Widespread falls of in excess of 25mm across large parts of eastern Australia and southern Western Australia last week provided some timely relief for livestock producers who have experienced a dry run since autumn.
A slow-moving band of heavy rain delivered falls to many parts of Queensland, including totals of between 50 to 80mm in Central Queensland, where some areas recorded their highest July totals in 70 years.
Significant 24 hour totals to 9am yesterday in Queensland included 109mm at Upper Dee, 69mm Gladstone – the heaviest July rain for 24 years – and 60mm at Rockhampton which is the northern cattle capital’s heaviest July rain since records began 1939.

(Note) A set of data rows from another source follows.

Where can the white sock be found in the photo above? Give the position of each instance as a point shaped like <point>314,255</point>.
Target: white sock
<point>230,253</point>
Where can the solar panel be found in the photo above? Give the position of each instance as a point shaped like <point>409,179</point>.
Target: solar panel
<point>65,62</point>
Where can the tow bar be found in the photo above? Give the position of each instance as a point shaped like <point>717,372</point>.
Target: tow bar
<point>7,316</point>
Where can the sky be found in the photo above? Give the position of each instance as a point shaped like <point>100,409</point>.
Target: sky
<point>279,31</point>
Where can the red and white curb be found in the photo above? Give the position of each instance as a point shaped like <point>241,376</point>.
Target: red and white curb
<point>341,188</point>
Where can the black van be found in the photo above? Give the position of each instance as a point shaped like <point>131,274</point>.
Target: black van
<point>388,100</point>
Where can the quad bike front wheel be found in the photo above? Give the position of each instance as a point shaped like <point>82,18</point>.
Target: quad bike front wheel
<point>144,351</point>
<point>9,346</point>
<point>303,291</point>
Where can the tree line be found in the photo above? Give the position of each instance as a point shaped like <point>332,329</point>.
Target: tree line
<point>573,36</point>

Parts of northern New South Wales saw 50 to 100mm, with several centres receiving double their entire monthly average over the three days to Saturday.
These included Inverell which received 115.8mm, its highest July total since records began in 1950, Armidale which recorded 90mm – its wettest July three day period for 136 years – while Moree measured 76.2mm.
The Weather Channel’s Felim Hannify said that after the recent drenching, the emergence of a high pressure ridge yesterday was expected to bring fine and dry conditions to much of the country this week, with cool nights likely as a southerly airstream persists.
“Overnight temperatures will gradually rise towards the middle of the week as moist onshore winds develop, with showers likely to become a feature of the weather for coastal regions as a result,” she said.